In Houston, a number of concerned restaurant owners are already planning to take advantage of a particular aspect of the Texas Penal Code that says private businesses can prohibit patrons from openly carrying guns by posting a sign in plain view that says, “contrasting colors with block letters at least one inch in height:”
"Pursuant to Section 30.07, Penal Code (trespass by license holder with an openly carried handgun), a person licensed under Subchapter H, Chapter 411, Government Code (handgun licensing law), may not enter this property with a handgun that is carried openly”
According to the Houston Press, a number of security retailers are already stocked with pre-made signs that meet the penal code’s requirements.
Business owners aren’t the only ones bracing for Texans to start carrying firearms in plain sightt.311 and 911 operators are being trained on details of the new law, as are the police.
Though Dallas Police Deputy Chief Jeff Cotner told the Dallas Morning News that he expects to see mostly law-abiding citizens openly carrying in 2016, Texas law enforcement officials were among the new law’s biggest adversaries.
Back in February, the Texas Police Chiefs Association sent a survey to more than 800 police chiefs from across the state. Of the 200 or so who responded, nearly 75 percent said they were opposed to open carry.
The police chiefs really took a stand in May, when the state House added a provision to its open carry bill restricting a police officer’s ability to ask gun toting Texans to show their permits.
Though there was originally plenty of resistance from legislators to the open carry legislation itself, this provision actually received bipartisan support with Democratic and minority lawmakers arguing that if open carry was going to become legal, this would at least help prevent racial profiling.
“What’s going to happen is more interaction between police and black and brown and poor people because of lawful activity,” Rep. Harold Dutton, an African American Democrat from Houston, said at the time.
The police chiefs, however, argued that such a provision would “handcuff” law enforcement and prevent cops from effectively protecting their communities and themselves.
“It absolutely allows criminals to carry a gun with impunity,” said Austin Police Chief Art Acevedo, calling on Governor Greg Abbott to veto the bill if the provision was not removed.
It didn’t come to that, however. As a result of the staunch opposition from law enforcement across the state, the controversial clause was not included in the version of the bill that landed on Abbott’s desk in June.
Colleges and universities may still be among the places where open carry is prohibited under the new law, but Texans won’t have to go unarmed at institutions of higher education for much longer.

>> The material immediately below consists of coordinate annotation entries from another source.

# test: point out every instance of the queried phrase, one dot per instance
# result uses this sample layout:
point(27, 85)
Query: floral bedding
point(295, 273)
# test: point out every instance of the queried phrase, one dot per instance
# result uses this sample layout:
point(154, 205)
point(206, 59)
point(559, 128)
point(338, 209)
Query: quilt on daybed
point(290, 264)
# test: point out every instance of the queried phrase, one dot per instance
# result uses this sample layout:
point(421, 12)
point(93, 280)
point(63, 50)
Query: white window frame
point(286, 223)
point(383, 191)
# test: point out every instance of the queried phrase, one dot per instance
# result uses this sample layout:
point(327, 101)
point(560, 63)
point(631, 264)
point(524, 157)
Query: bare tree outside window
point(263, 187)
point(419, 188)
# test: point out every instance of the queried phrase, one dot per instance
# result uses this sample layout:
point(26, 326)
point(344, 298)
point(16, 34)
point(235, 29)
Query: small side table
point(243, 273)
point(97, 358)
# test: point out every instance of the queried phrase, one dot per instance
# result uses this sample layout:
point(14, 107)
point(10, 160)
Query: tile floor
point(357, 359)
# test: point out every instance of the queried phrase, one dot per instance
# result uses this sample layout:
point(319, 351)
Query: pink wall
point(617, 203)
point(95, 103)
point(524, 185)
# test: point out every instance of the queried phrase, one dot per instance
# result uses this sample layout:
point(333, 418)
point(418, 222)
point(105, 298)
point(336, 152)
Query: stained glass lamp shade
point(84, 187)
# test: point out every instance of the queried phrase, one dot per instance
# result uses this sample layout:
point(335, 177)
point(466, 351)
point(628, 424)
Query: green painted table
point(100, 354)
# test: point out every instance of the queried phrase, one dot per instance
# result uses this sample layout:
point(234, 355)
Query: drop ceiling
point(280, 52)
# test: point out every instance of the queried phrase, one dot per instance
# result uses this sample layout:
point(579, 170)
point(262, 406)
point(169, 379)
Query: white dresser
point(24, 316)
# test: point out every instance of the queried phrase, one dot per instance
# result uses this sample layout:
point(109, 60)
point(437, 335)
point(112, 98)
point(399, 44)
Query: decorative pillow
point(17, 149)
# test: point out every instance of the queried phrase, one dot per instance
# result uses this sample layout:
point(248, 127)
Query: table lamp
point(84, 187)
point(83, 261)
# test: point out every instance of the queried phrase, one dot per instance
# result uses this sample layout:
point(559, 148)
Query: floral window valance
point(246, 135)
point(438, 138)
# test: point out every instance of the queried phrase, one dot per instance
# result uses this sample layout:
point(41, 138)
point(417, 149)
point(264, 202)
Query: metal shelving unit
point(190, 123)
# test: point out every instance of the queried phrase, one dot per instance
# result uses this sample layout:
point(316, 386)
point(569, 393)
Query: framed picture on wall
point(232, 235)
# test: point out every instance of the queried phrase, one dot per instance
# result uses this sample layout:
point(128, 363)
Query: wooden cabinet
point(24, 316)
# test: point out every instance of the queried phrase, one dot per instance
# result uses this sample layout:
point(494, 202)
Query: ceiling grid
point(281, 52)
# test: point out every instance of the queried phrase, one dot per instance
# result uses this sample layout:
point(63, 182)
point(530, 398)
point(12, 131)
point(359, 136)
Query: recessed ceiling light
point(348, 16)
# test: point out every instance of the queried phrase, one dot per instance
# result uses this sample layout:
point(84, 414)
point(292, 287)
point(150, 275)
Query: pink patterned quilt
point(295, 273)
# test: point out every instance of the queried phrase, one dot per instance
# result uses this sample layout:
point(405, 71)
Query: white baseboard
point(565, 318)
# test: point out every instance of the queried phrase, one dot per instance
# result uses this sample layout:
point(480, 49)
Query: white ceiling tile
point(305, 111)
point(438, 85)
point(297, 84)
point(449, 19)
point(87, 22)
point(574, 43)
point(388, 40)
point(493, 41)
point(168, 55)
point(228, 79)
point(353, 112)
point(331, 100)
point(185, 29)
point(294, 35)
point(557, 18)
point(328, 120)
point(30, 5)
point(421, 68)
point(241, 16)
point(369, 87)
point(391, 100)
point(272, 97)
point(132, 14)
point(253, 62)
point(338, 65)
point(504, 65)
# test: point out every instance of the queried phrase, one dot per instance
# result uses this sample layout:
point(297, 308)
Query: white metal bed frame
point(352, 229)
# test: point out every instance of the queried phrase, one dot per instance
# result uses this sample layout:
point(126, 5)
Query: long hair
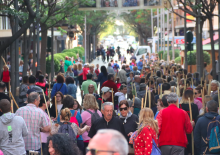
point(104, 70)
point(146, 117)
point(66, 114)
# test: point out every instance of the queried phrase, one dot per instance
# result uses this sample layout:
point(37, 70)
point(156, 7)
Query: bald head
point(114, 141)
point(91, 88)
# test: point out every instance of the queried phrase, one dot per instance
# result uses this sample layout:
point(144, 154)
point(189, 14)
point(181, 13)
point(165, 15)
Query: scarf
point(128, 115)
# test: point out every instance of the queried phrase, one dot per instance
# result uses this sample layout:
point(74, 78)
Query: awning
point(208, 41)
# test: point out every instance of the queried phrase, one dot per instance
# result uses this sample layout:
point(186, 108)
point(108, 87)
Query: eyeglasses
point(94, 151)
point(126, 108)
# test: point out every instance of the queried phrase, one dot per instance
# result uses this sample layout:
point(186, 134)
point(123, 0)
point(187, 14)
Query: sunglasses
point(126, 108)
point(94, 151)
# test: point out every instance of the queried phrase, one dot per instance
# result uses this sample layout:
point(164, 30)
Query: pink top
point(44, 135)
point(86, 119)
point(198, 102)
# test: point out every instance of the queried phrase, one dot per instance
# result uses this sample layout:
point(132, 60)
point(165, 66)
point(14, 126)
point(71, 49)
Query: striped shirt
point(34, 119)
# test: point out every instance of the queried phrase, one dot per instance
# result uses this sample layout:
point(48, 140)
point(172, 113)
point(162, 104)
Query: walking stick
point(14, 100)
point(112, 96)
point(12, 107)
point(56, 105)
point(190, 110)
point(146, 96)
point(142, 102)
point(149, 99)
point(46, 106)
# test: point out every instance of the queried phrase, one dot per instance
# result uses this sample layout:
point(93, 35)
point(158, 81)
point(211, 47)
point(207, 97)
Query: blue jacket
point(57, 87)
point(102, 78)
point(78, 117)
point(200, 132)
point(71, 90)
point(140, 65)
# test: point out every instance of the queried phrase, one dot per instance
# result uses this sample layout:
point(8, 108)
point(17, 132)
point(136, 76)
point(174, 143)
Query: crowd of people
point(147, 107)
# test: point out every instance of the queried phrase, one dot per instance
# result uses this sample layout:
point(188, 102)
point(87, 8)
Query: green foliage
point(159, 53)
point(178, 59)
point(56, 65)
point(177, 53)
point(191, 57)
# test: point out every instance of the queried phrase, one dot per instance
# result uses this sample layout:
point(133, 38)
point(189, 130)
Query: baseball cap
point(30, 91)
point(106, 89)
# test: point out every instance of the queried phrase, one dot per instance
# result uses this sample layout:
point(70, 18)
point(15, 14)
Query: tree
point(26, 15)
point(140, 22)
point(202, 10)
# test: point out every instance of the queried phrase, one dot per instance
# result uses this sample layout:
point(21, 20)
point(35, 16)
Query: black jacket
point(200, 132)
point(115, 123)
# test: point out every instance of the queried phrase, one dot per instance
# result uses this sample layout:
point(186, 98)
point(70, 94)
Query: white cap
point(106, 89)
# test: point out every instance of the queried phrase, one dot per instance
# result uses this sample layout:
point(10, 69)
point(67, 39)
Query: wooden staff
point(135, 90)
point(146, 97)
point(55, 105)
point(149, 99)
point(47, 106)
point(142, 102)
point(9, 90)
point(112, 96)
point(190, 110)
point(133, 100)
point(12, 107)
point(209, 87)
point(14, 100)
point(218, 100)
point(201, 81)
point(49, 94)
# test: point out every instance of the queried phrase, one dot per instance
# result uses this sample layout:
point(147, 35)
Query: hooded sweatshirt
point(200, 132)
point(121, 96)
point(12, 131)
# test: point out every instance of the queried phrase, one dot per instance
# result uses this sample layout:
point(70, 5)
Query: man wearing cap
point(67, 63)
point(142, 91)
point(111, 84)
point(174, 124)
point(85, 85)
point(107, 121)
point(140, 64)
point(106, 94)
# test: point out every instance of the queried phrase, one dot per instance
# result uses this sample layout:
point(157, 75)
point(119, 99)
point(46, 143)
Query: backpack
point(67, 129)
point(213, 135)
point(94, 116)
point(115, 102)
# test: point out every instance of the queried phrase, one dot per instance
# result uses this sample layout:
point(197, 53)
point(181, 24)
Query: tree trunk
point(43, 48)
point(34, 51)
point(25, 55)
point(212, 48)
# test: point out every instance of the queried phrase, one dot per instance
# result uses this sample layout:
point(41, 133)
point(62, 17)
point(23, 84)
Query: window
point(142, 51)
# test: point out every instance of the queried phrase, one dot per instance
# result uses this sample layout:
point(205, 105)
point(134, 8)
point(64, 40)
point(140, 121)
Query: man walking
point(174, 124)
point(35, 121)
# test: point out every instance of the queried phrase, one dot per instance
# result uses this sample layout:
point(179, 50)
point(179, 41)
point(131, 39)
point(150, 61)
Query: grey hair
point(118, 143)
point(107, 103)
point(172, 98)
point(32, 97)
point(173, 88)
point(215, 82)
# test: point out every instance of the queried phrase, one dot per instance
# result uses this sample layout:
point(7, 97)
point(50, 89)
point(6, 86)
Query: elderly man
point(108, 121)
point(111, 84)
point(174, 124)
point(200, 131)
point(113, 143)
point(35, 121)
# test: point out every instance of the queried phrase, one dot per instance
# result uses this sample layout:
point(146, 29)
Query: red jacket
point(5, 76)
point(174, 124)
point(84, 73)
point(110, 84)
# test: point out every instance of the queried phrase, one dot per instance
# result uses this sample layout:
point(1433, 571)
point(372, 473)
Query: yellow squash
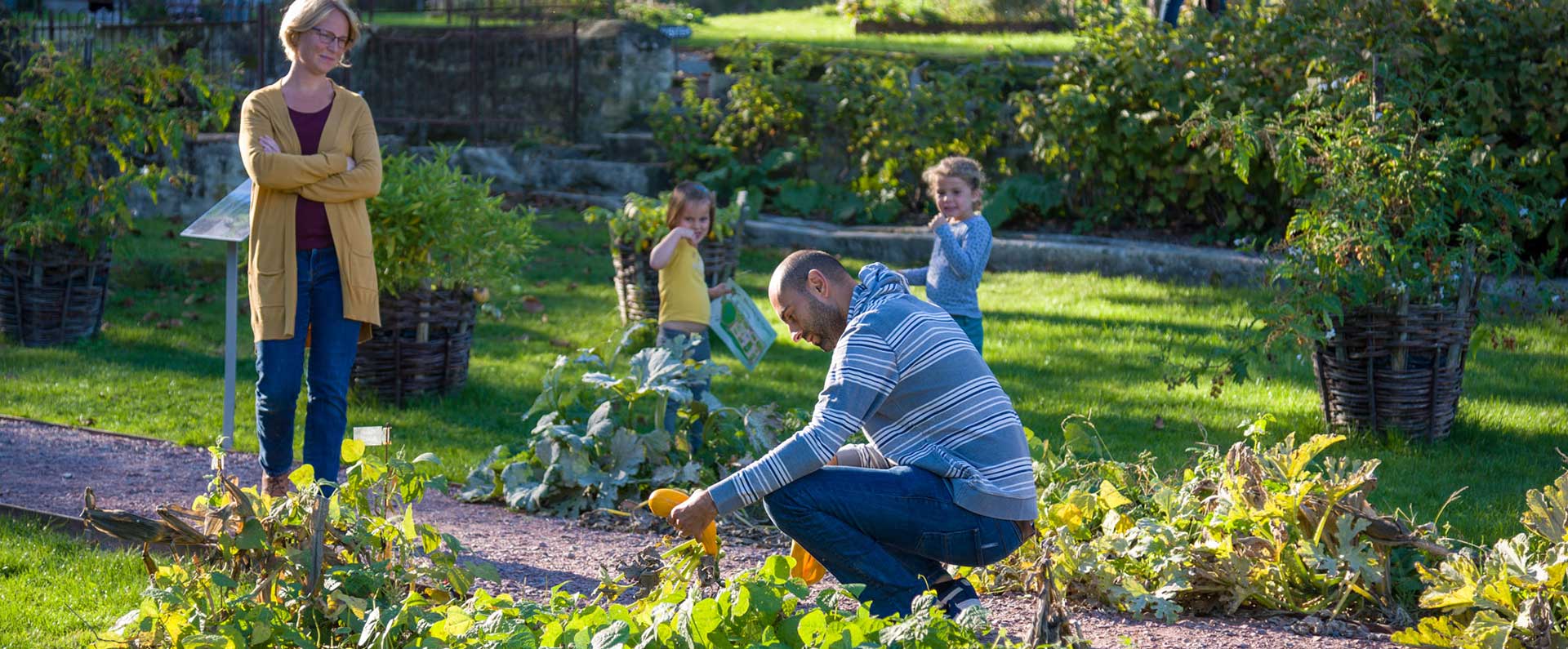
point(664, 500)
point(806, 565)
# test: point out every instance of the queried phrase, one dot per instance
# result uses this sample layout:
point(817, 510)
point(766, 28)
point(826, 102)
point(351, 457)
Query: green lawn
point(813, 27)
point(59, 591)
point(809, 27)
point(1060, 344)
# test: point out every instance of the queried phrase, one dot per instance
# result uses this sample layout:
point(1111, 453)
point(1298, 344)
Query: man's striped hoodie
point(908, 376)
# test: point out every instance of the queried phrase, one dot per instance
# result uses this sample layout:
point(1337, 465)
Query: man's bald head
point(795, 270)
point(811, 295)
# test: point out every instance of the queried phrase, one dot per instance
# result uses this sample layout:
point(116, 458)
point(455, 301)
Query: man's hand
point(695, 514)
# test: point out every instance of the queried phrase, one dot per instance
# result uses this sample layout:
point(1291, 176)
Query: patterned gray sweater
point(905, 372)
point(959, 259)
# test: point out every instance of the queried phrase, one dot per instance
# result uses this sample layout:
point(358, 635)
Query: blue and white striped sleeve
point(862, 375)
point(966, 259)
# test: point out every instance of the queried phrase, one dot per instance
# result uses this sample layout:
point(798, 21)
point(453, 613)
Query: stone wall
point(214, 168)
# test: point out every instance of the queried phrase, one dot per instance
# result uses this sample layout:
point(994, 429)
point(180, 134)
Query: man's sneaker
point(956, 596)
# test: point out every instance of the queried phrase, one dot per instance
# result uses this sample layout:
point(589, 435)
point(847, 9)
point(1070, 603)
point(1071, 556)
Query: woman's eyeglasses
point(328, 37)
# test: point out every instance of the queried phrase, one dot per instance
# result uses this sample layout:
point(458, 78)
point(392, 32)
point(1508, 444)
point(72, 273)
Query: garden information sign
point(228, 221)
point(741, 325)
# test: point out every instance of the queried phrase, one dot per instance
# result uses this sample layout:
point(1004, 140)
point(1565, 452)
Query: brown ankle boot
point(274, 487)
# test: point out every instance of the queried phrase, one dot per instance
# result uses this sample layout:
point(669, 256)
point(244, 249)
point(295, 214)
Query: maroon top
point(311, 228)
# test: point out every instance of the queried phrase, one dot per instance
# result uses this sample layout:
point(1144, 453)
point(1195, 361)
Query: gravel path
point(46, 468)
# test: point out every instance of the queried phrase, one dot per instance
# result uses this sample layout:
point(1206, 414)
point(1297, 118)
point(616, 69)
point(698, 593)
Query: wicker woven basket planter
point(1396, 371)
point(637, 282)
point(54, 295)
point(422, 345)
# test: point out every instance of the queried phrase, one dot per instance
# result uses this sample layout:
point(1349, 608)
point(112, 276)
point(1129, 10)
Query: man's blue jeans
point(279, 364)
point(974, 328)
point(889, 529)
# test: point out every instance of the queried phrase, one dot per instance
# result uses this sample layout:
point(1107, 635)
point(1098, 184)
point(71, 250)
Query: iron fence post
point(474, 80)
point(571, 119)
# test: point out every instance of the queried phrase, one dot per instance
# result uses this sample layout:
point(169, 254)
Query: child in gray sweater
point(963, 245)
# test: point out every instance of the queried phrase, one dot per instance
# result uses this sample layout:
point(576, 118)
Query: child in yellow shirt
point(684, 294)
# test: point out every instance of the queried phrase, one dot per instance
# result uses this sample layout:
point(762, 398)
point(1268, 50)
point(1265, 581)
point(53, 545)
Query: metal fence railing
point(502, 68)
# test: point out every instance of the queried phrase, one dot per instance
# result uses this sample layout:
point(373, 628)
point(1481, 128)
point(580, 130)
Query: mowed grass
point(814, 27)
point(59, 591)
point(804, 27)
point(1060, 345)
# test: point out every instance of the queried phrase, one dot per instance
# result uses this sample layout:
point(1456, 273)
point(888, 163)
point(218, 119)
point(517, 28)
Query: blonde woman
point(311, 151)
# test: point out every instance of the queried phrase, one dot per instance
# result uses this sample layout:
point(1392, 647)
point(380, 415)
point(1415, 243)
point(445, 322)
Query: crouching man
point(947, 477)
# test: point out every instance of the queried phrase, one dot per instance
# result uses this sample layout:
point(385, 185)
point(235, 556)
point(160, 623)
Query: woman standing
point(311, 151)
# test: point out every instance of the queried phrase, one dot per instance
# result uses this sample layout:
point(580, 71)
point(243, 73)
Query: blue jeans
point(702, 352)
point(889, 529)
point(279, 364)
point(974, 330)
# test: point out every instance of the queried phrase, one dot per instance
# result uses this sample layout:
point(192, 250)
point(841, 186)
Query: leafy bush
point(390, 582)
point(1399, 212)
point(76, 141)
point(843, 136)
point(1510, 594)
point(1266, 526)
point(640, 221)
point(599, 439)
point(385, 576)
point(1106, 121)
point(436, 224)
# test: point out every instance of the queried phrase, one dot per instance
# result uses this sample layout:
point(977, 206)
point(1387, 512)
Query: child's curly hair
point(684, 193)
point(954, 167)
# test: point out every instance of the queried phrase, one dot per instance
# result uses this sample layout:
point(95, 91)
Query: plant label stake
point(380, 436)
point(229, 221)
point(317, 543)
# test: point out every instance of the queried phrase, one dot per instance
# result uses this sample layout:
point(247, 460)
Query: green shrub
point(438, 226)
point(1399, 212)
point(640, 221)
point(1106, 118)
point(76, 141)
point(599, 439)
point(843, 136)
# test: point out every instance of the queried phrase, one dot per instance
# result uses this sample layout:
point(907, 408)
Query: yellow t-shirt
point(683, 292)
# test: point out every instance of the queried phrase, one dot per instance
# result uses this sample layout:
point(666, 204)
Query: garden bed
point(51, 466)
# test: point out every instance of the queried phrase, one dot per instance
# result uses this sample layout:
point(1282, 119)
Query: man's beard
point(823, 322)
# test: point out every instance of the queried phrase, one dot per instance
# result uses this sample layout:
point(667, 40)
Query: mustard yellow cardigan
point(276, 184)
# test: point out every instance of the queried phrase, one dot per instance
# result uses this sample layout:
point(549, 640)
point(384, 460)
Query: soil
point(47, 468)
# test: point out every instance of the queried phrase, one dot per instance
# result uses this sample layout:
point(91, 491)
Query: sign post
point(228, 221)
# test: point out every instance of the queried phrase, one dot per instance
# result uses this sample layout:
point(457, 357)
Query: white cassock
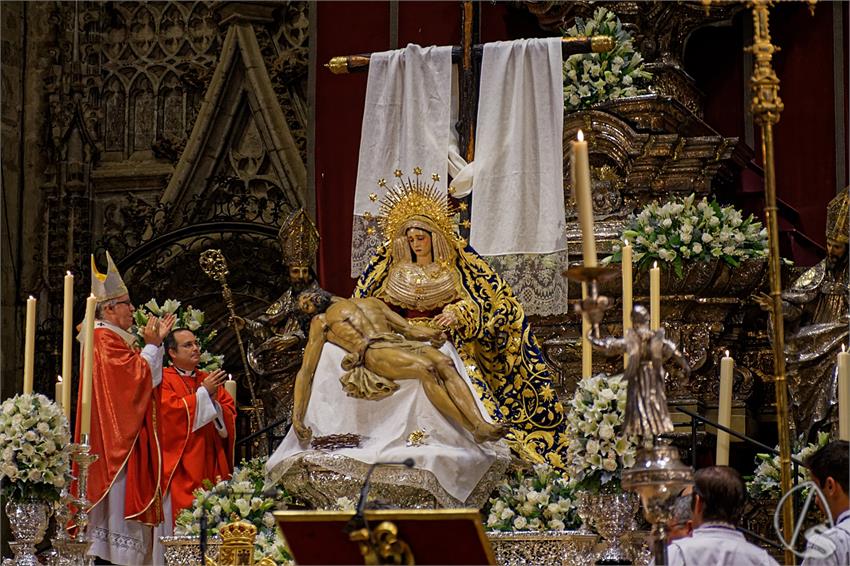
point(717, 544)
point(448, 452)
point(838, 553)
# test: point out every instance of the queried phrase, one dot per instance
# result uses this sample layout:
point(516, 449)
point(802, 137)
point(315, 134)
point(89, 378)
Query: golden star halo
point(415, 197)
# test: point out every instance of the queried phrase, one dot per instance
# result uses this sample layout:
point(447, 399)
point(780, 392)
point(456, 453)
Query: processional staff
point(569, 46)
point(214, 265)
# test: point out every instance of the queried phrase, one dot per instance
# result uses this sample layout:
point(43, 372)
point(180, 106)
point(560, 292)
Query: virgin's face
point(420, 243)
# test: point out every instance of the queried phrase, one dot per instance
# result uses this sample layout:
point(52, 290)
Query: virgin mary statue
point(429, 274)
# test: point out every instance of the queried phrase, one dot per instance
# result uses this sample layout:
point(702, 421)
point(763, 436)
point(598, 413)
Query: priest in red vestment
point(123, 486)
point(199, 418)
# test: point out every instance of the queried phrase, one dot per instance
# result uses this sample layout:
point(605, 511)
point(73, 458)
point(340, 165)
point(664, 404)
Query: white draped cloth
point(518, 187)
point(405, 125)
point(448, 452)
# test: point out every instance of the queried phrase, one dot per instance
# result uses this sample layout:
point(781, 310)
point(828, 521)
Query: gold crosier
point(767, 106)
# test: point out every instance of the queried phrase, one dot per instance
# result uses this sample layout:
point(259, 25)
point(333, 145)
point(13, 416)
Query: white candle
point(230, 386)
point(844, 394)
point(29, 346)
point(88, 363)
point(655, 297)
point(58, 396)
point(724, 409)
point(67, 343)
point(627, 292)
point(586, 351)
point(581, 185)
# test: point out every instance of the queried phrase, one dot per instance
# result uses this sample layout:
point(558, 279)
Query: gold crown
point(414, 197)
point(238, 533)
point(837, 220)
point(299, 239)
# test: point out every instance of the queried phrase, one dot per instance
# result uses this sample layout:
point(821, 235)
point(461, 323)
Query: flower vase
point(612, 515)
point(28, 520)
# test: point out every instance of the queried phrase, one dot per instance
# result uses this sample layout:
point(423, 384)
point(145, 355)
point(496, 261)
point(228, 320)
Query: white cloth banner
point(518, 188)
point(405, 120)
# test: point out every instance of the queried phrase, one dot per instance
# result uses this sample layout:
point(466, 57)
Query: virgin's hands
point(439, 339)
point(165, 325)
point(213, 381)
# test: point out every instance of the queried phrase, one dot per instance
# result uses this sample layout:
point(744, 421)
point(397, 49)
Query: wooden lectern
point(394, 536)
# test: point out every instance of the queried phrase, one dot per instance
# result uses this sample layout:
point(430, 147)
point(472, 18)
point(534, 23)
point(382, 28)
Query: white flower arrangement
point(599, 77)
point(34, 448)
point(542, 500)
point(683, 230)
point(240, 497)
point(188, 318)
point(765, 482)
point(599, 451)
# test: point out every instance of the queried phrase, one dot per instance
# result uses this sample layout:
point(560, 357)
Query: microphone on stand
point(203, 537)
point(358, 521)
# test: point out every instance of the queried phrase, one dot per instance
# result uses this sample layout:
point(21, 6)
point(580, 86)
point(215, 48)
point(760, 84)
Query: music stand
point(322, 537)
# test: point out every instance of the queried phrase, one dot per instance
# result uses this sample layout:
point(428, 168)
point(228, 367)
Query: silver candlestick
point(74, 551)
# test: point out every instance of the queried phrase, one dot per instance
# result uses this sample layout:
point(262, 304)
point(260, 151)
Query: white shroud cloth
point(448, 452)
point(518, 187)
point(405, 125)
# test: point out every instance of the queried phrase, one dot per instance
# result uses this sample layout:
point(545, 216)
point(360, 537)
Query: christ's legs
point(463, 398)
point(404, 364)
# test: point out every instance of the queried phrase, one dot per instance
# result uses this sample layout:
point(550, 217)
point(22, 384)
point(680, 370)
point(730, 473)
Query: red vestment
point(123, 427)
point(191, 457)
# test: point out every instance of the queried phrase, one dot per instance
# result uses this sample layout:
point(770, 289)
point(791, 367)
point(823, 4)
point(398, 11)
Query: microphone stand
point(358, 522)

Along with the open carry law, this June Governor Abbott also signed legislation permitting concealed carry on campus. The so-called “Campus Carry” law doesn’t go into effect until August 1, 2016 which, Texas Monthly points out, is the “fiftieth anniversary of Charles Whitman’s shooting rampage from the University of Texas at Austin’s clock tower.”
Whitman, a UT engineering student and former Marine, killed 16 people and injured 31 others on the Austin campus in 1966.
The campus carry law has received criticism from students and professors at UT-Austin and other schools throughout the state, sparking petitions to create gun-free zones in classrooms andefforts to repeal the legislation altogether.
School faculty and administrators still have plenty of time to devise policies for gun-free zonesthat do not violate the law before it takes effect this August. By that time they might finally be used to seeing people wearing guns in public.